Receta Fig & Mango Pork Chops
I saw some beautiful black mission figs at the market today and new I had to do something with them. I just love fresh figs. I know that I can use those packaged figs that are all dried up and pressed together in a small package, but not when there are fresh ones on hand. So I grabbed some figs and turned to head to the butchers area and I spotted some beautiful mangos. Dang, now what am I going to do I thought? I love mango’s too. So I am standing there with figs in one hand and a mango in the other when I heard a voice from above. Ok, it was from behind me. It was an employee that helps me find fresh fruits and veggies when I am unable to get to the farmers market. She said: Hard to decide what to do tonight for dinner? See if you can do something combining them. Well Tina (that’s her name), I think I will take that challenge.
So I headed to the butcher and perused the meat case. I saw some beautiful salmon but I have been doing that a lot lately. Hmmm… beef? NO. There were some nice looking whole chickens I could do a nice baked dish with. Then came the voice again from above behind me. Go with the chops. Why don’t I just bring Tina home and see what she can cook up for me? So I went with the chops.

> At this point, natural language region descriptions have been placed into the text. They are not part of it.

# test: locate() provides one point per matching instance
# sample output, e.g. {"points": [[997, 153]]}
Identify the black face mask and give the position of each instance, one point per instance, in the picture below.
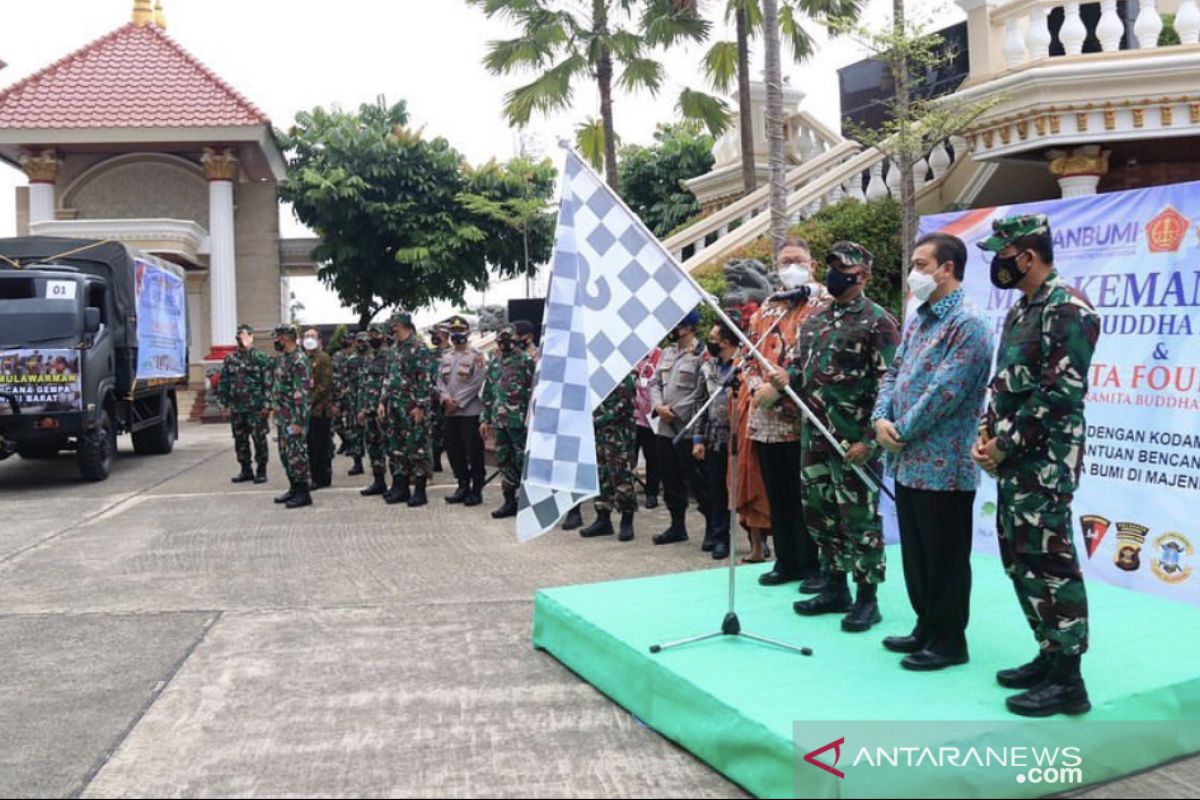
{"points": [[839, 283], [1005, 272]]}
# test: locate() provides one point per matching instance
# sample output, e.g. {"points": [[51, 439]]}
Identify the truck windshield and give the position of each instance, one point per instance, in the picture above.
{"points": [[29, 316]]}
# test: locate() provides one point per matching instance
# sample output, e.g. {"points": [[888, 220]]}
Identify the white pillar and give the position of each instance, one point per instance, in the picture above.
{"points": [[221, 169], [42, 170]]}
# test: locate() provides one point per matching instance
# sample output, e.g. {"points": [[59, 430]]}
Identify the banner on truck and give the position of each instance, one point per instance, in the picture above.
{"points": [[162, 323], [1137, 257], [42, 382]]}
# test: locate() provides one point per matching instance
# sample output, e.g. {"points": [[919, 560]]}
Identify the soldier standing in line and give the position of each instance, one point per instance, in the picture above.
{"points": [[244, 388], [461, 376], [841, 355], [289, 400], [507, 394], [616, 437], [675, 394], [375, 370], [1032, 440], [406, 401]]}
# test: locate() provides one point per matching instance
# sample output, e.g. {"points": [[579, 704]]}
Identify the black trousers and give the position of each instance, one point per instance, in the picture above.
{"points": [[649, 447], [681, 474], [935, 543], [717, 468], [321, 450], [465, 447], [796, 551]]}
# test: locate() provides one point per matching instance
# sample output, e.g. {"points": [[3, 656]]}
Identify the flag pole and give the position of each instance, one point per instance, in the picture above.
{"points": [[870, 481]]}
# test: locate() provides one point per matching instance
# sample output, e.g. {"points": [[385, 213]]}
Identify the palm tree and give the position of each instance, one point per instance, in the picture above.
{"points": [[727, 62], [567, 41]]}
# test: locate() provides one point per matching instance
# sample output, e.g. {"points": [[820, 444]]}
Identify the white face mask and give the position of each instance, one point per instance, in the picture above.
{"points": [[795, 276], [922, 284]]}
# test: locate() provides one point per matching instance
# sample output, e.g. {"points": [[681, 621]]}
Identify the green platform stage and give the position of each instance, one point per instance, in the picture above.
{"points": [[739, 705]]}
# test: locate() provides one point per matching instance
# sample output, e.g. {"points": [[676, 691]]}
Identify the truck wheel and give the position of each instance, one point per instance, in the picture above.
{"points": [[97, 449], [161, 438]]}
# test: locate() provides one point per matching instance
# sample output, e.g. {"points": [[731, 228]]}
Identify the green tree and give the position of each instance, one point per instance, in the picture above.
{"points": [[385, 203], [516, 196], [652, 176], [588, 40]]}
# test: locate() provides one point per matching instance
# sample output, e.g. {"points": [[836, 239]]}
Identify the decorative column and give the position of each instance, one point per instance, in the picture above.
{"points": [[1079, 169], [221, 169], [42, 169]]}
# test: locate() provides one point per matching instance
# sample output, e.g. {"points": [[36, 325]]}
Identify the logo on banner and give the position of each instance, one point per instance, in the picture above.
{"points": [[1165, 232], [1131, 536], [1095, 530], [1168, 565]]}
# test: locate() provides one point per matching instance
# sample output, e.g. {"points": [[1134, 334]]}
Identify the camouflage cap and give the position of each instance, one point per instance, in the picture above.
{"points": [[850, 254], [1005, 230]]}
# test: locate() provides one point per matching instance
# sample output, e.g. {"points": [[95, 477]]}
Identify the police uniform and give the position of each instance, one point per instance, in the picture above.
{"points": [[243, 388], [289, 400], [677, 385], [841, 355], [1036, 419], [508, 389], [461, 374]]}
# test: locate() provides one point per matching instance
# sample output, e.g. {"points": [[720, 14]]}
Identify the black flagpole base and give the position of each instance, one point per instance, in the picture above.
{"points": [[731, 626]]}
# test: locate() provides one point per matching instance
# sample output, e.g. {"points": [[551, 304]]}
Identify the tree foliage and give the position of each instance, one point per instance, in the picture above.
{"points": [[652, 176], [387, 205]]}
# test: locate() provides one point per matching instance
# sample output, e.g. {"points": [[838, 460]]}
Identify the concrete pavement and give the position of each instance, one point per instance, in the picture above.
{"points": [[169, 633]]}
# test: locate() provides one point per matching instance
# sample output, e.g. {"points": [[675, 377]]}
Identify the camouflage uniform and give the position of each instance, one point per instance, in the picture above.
{"points": [[408, 388], [616, 435], [289, 400], [1036, 414], [375, 371], [507, 394], [841, 354], [243, 389]]}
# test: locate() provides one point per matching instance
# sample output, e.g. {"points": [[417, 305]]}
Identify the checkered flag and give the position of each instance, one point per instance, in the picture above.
{"points": [[615, 293]]}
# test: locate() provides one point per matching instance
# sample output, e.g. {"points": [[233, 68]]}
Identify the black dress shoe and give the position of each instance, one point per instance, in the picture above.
{"points": [[1026, 675], [905, 644], [777, 578], [930, 661]]}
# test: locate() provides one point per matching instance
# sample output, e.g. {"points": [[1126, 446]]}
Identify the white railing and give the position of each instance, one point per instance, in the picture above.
{"points": [[1024, 28], [865, 175]]}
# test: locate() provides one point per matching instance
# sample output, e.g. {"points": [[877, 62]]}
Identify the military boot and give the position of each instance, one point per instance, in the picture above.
{"points": [[510, 505], [627, 527], [865, 611], [377, 486], [287, 495], [601, 527], [574, 519], [1026, 675], [300, 499], [677, 531], [418, 498], [399, 491], [833, 600], [1061, 692]]}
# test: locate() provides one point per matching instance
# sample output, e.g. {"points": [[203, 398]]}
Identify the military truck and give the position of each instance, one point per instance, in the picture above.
{"points": [[93, 344]]}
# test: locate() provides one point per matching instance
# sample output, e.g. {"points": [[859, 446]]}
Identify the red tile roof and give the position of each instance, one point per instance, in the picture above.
{"points": [[133, 77]]}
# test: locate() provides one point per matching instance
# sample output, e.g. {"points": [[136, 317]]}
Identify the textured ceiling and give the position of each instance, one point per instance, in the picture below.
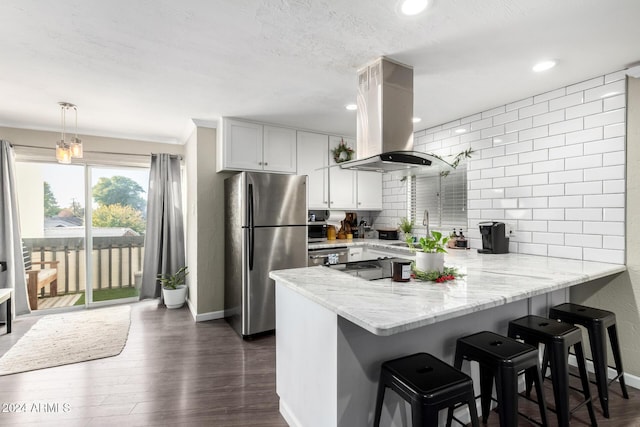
{"points": [[143, 69]]}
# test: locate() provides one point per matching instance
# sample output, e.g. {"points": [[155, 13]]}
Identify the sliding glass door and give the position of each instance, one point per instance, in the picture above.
{"points": [[54, 216]]}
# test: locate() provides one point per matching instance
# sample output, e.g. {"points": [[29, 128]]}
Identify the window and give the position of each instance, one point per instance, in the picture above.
{"points": [[445, 199]]}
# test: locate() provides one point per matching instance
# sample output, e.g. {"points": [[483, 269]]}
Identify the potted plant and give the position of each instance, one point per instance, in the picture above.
{"points": [[174, 289], [406, 227], [433, 249]]}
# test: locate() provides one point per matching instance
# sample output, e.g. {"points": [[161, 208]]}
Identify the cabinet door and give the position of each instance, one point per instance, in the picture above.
{"points": [[312, 160], [242, 145], [342, 182], [279, 149], [369, 190]]}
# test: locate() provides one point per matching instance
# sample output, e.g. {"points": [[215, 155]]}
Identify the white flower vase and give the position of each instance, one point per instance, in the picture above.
{"points": [[175, 298], [429, 261]]}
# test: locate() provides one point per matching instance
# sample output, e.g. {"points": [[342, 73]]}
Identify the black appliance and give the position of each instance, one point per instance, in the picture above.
{"points": [[494, 240]]}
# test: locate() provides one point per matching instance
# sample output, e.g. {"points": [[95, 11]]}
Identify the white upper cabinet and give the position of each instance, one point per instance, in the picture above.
{"points": [[312, 160], [247, 146], [342, 182]]}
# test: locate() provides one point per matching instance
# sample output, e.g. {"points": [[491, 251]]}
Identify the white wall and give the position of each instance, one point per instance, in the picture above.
{"points": [[552, 165]]}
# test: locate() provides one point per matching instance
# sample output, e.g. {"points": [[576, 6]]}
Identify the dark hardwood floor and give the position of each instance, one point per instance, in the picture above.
{"points": [[174, 372]]}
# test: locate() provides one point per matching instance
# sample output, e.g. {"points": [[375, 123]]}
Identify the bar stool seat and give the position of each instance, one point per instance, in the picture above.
{"points": [[501, 358], [596, 322], [557, 337], [429, 384]]}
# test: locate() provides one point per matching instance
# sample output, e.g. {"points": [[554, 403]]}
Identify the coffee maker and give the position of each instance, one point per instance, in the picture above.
{"points": [[494, 240]]}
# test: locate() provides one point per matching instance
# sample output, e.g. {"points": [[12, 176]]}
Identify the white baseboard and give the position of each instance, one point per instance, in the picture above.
{"points": [[630, 380]]}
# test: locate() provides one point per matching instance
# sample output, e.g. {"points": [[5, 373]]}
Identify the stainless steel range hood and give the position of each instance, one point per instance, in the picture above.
{"points": [[384, 126]]}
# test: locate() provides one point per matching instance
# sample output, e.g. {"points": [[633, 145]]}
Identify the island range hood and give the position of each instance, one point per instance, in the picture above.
{"points": [[384, 127]]}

I decided to make a nice sweet flavor on the chops like mom used to do by serving up fried apples along side her pork chops. But as y’all know, I like a bit of spice too. I thought about it and instead of spicing it up with red pepper flakes or cayenne I leaned more to the bite of fresh ginger. Yea, I saw Tina looking over at me as I went back to produce to get some fresh ginger. I also saw the doubt in her eyes. As I was heading to the check out and passed her by I told her to check out the blog tonight to see what I came up with. “Oh I will” she said with a chuckle. Oh it’s on sister. Well Tina, CHECK THIS OUT.
Ingredients:
- 2 tablespoons olive oil
- 4-6 pork chops
- 4 black mission figs – diced 1/4 inch
- 2 figs sliced
- 1 medium mango – peeled, diced
- 1 small shallot – slivered
- 3/4 cup water
- 2 tablespoons brown sugar
- 2 tablespoons honey
- 1 teaspoon fresh grated ginger (maybe 1/2 teaspoon of dry if you can’t find fresh)
- 1/4 teaspoon nutmeg
- 4 tablespoons balsamic vinegar
- 1 teaspoon salt
- 1/2 teaspoon fresh ground pepper
In a large skillet heat the olive oil over medium heat. Add the pork chops and brown well on both sides.
2. Add the diced figs, mango, shallots, brown sugar, honey, ginger, nutmeg and balsamic vinegar. Stir to mix and cover.
3. Simmer over medium-low heat for 10 minutes. Mangos and figs will swell and absorb some of the liquid.
4. Taste and season with the salt and pepper to taste. Leave lid off and simmer on low for about 8-10 minutes to thicken the sauce.
5. Remove from heat and serve. Ladle some of the thickened sauce over chops and top with the sliced figs.